# Expectation–maximization algorithm

The EM-algorithm is a method for doing MLE estimation when we have unobserved variables.

Let:

- $x_i$, $i=1,...,n$ be the observed variables.
- $z_i$, $i=1,...,n$ be the unobserved variables.
- $\theta$ be the parameter of interest where $\theta \in \Theta$.

For the problems EM tries to solve we have that $p(x,z) \sim p_{\theta}$ where $\theta$ is unknown.

One naive approach for estimating $\theta$ is "regular" MLE:

$$\theta_{mle} = \text{argmax}_{\theta} p(x | \theta) =\text{argmax}_{\theta} \sum_z p(x,z | \theta) $$

here we have assumed that $z$ is discrete.
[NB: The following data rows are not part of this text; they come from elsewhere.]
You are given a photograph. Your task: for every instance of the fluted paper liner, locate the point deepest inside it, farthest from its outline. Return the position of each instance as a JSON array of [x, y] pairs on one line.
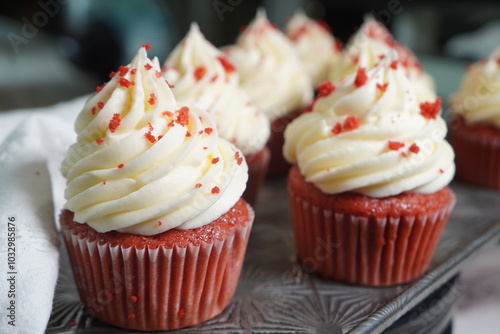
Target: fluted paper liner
[[477, 155], [257, 169], [278, 166], [161, 288], [365, 250]]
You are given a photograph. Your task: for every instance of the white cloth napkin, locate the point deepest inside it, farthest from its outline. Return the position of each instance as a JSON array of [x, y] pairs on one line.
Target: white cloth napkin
[[32, 145]]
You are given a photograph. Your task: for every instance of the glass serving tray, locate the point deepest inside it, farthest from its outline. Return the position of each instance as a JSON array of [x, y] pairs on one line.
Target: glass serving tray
[[276, 295]]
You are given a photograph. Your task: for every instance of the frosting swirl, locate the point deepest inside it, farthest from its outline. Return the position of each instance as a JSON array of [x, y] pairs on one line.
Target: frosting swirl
[[371, 136], [478, 98], [270, 69], [201, 74], [317, 48], [143, 164], [372, 42]]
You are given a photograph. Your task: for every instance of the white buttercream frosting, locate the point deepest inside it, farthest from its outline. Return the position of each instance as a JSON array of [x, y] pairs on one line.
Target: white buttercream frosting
[[371, 136], [365, 49], [478, 98], [201, 74], [315, 44], [270, 68], [143, 164]]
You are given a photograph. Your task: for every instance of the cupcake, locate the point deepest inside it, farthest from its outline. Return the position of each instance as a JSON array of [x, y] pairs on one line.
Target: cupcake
[[475, 127], [199, 73], [371, 43], [368, 189], [271, 71], [154, 222], [317, 48]]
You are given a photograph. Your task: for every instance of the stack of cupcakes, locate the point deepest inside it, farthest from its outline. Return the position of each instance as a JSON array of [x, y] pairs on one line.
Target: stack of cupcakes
[[199, 73], [272, 73], [475, 128], [154, 223], [368, 189]]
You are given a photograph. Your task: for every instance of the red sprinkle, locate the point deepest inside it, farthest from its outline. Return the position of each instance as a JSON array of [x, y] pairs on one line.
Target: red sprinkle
[[324, 25], [114, 123], [99, 88], [228, 67], [150, 137], [382, 87], [430, 110], [238, 157], [394, 145], [326, 88], [414, 148], [338, 44], [125, 83], [360, 77], [337, 128], [183, 116], [351, 123], [199, 72]]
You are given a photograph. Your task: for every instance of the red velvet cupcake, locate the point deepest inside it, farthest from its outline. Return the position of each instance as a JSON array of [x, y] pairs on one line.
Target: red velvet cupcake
[[368, 192], [475, 126], [271, 71], [154, 223]]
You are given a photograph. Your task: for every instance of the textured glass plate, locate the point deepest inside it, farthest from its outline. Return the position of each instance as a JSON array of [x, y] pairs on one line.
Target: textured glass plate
[[275, 294]]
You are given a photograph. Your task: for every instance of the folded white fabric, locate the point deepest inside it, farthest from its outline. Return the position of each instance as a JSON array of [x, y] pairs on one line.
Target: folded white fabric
[[30, 142]]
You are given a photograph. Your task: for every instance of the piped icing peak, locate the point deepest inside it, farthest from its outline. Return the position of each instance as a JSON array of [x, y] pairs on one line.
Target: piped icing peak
[[317, 48], [270, 68], [218, 91], [372, 42], [478, 97], [139, 157], [370, 135]]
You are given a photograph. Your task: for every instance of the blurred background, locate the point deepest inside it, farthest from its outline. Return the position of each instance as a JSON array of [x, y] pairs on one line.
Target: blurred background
[[54, 50]]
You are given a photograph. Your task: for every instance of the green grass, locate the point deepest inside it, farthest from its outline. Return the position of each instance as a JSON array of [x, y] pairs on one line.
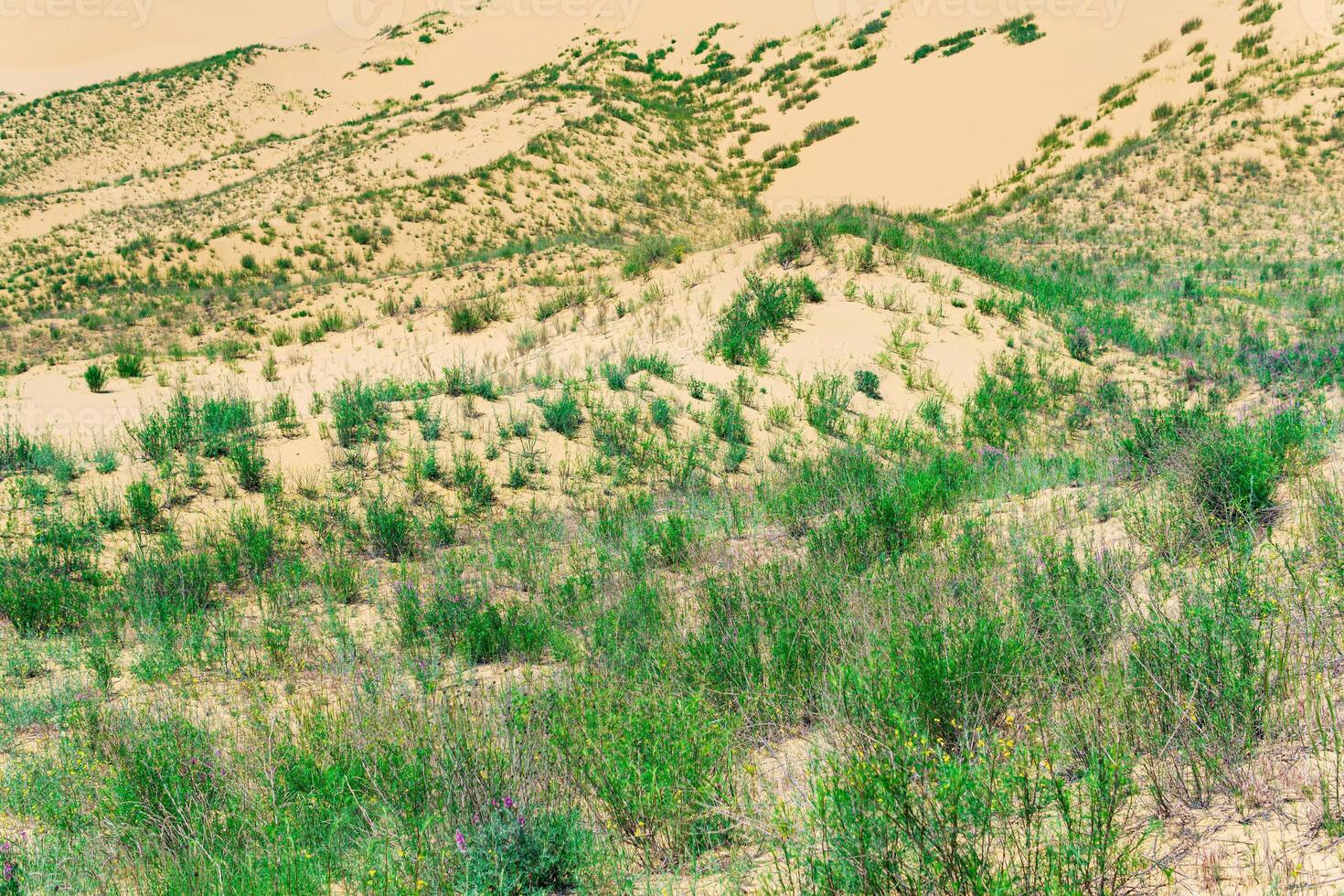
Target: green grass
[[763, 306]]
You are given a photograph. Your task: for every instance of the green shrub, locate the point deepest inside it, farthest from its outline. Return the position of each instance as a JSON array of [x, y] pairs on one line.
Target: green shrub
[[562, 414], [761, 308], [509, 848], [651, 251], [390, 528], [728, 421], [867, 383], [249, 465], [1204, 678], [657, 758], [357, 412], [131, 366], [51, 584], [466, 318], [96, 378], [143, 506]]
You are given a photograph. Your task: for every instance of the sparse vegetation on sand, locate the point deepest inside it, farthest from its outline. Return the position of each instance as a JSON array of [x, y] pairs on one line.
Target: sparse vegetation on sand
[[483, 493]]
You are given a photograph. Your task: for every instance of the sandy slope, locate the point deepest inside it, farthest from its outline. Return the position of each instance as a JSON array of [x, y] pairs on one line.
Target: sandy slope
[[928, 133]]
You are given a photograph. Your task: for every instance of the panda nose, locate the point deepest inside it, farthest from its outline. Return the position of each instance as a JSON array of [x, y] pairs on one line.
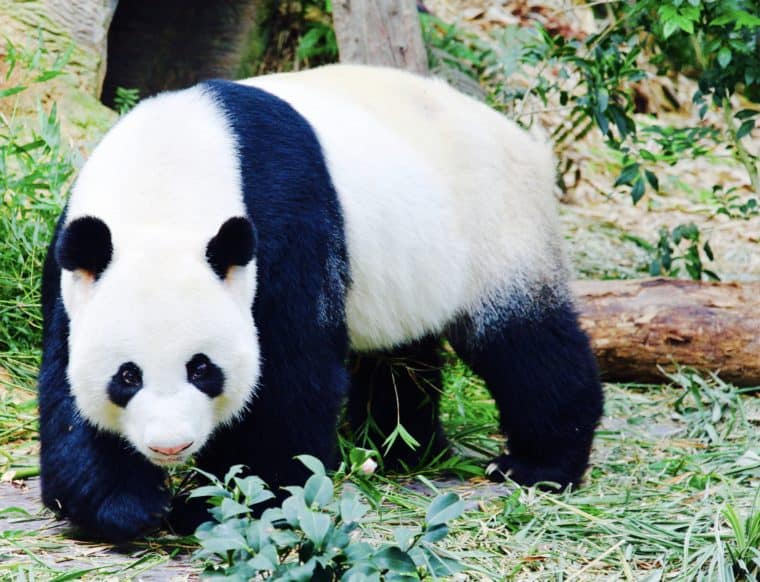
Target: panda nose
[[171, 451]]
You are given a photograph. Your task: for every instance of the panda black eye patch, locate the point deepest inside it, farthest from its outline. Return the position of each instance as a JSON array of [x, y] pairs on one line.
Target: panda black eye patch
[[205, 375], [125, 383]]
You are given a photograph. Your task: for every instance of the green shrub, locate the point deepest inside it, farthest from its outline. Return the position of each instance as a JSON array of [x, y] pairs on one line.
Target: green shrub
[[313, 535]]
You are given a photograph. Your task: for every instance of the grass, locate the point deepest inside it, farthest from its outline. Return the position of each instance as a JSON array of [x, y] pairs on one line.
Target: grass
[[673, 492]]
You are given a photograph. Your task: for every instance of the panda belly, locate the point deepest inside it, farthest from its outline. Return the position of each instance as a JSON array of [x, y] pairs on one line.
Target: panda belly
[[424, 245]]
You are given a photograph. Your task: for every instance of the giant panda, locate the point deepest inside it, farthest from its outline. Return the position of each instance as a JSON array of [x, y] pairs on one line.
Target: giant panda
[[227, 247]]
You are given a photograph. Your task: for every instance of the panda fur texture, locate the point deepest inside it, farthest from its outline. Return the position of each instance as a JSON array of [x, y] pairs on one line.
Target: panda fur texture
[[357, 210]]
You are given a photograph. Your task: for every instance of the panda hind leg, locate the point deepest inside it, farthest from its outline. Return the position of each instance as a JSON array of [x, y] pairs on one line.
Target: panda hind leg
[[402, 386], [539, 368]]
However, $\sum_{z} p(x,z | \theta)$ can be hard/impossible to compute. But we can maximize $p(x|\theta)$ indirectly.

# The algorithm

Initilize $\theta^{(0)} = \theta_0$. For $t=1,...,T$:

- 1: $Q(\theta, \theta^{(t)}) = E_{z | x, \theta^{(t)}} [log p(x,z|\theta)]$.
- 2: $\theta^{(t+1)} = \text{argmax}_{\theta} Q(\theta, \theta^{(t)})$

Below we derive why this works.

# Derivation

Expectation-maximization works to improve $Q(\theta|\theta^{(t)})$ rather than directly improving $\log p(x|\theta)$. We will now prove that improving $Q(\theta|\theta^{(t)})$ implies improving $\log p(x|\theta)$. Using the product rule we get:

$$\log p(x|\theta) = \log p(x,z|\theta) - \log p(z|x,\theta) $$

Now we multiplying both sides by $p(z|x,\theta^{(t)})$ and summing over $z$. This yields:

$$\log p(x|\theta) = \sum_{z} p(z|x,\theta^{(t)}) \log p(x,z|\theta) - \sum_{z} p(z|x,\theta^{(t)}) \log p(z|x,\theta) = Q(\theta|\theta^{(t)}) + H(\theta|\theta^{(t)})$$

note that $\log p(x|\theta)$ stay the same since it's independent of $z$ and $\sum_{z} p(z|x,\theta^{(t)}) = 1$.

This last equation holds for any value of $\theta$, so if $\theta = \theta^{(t)}$ then:

$$\log p(x|\theta^{(t)}) = Q(\theta^{(t)}|\theta^{(t)}) + H(\theta^{(t)}|\theta^{(t)}) $$

Subtracting this last equation from the previous equation gives

$$\log p(x|\theta) - \log p(x|\theta^{(t)}) = Q(\theta|\theta^{(t)}) - Q(\theta^{(t)}|\theta^{(t)}) + H(\theta|\theta^{(t)}) - H(\theta^{(t)}|\theta^{(t)})$$

From Gibbs' inequality we have $H(\theta|\theta^{(t)}) \ge H(\theta^{(t)}|\theta^{(t)})$, i.e:

$$\log p(x|\theta) - \log p(x|\theta^{(t)}) \ge Q(\theta|\theta^{(t)}) - Q(\theta^{(t)}|\theta^{(t)})$$

So we conclude that choosing $\theta$ to improve $Q(\theta|\theta^{(t)})$ w.r.t. $Q(\theta^{(t)}|\theta^{(t)})$ cannot cause $\log p(x|\theta)$ to decrease w.r.t. $\log p(x|\theta^{(t)})$.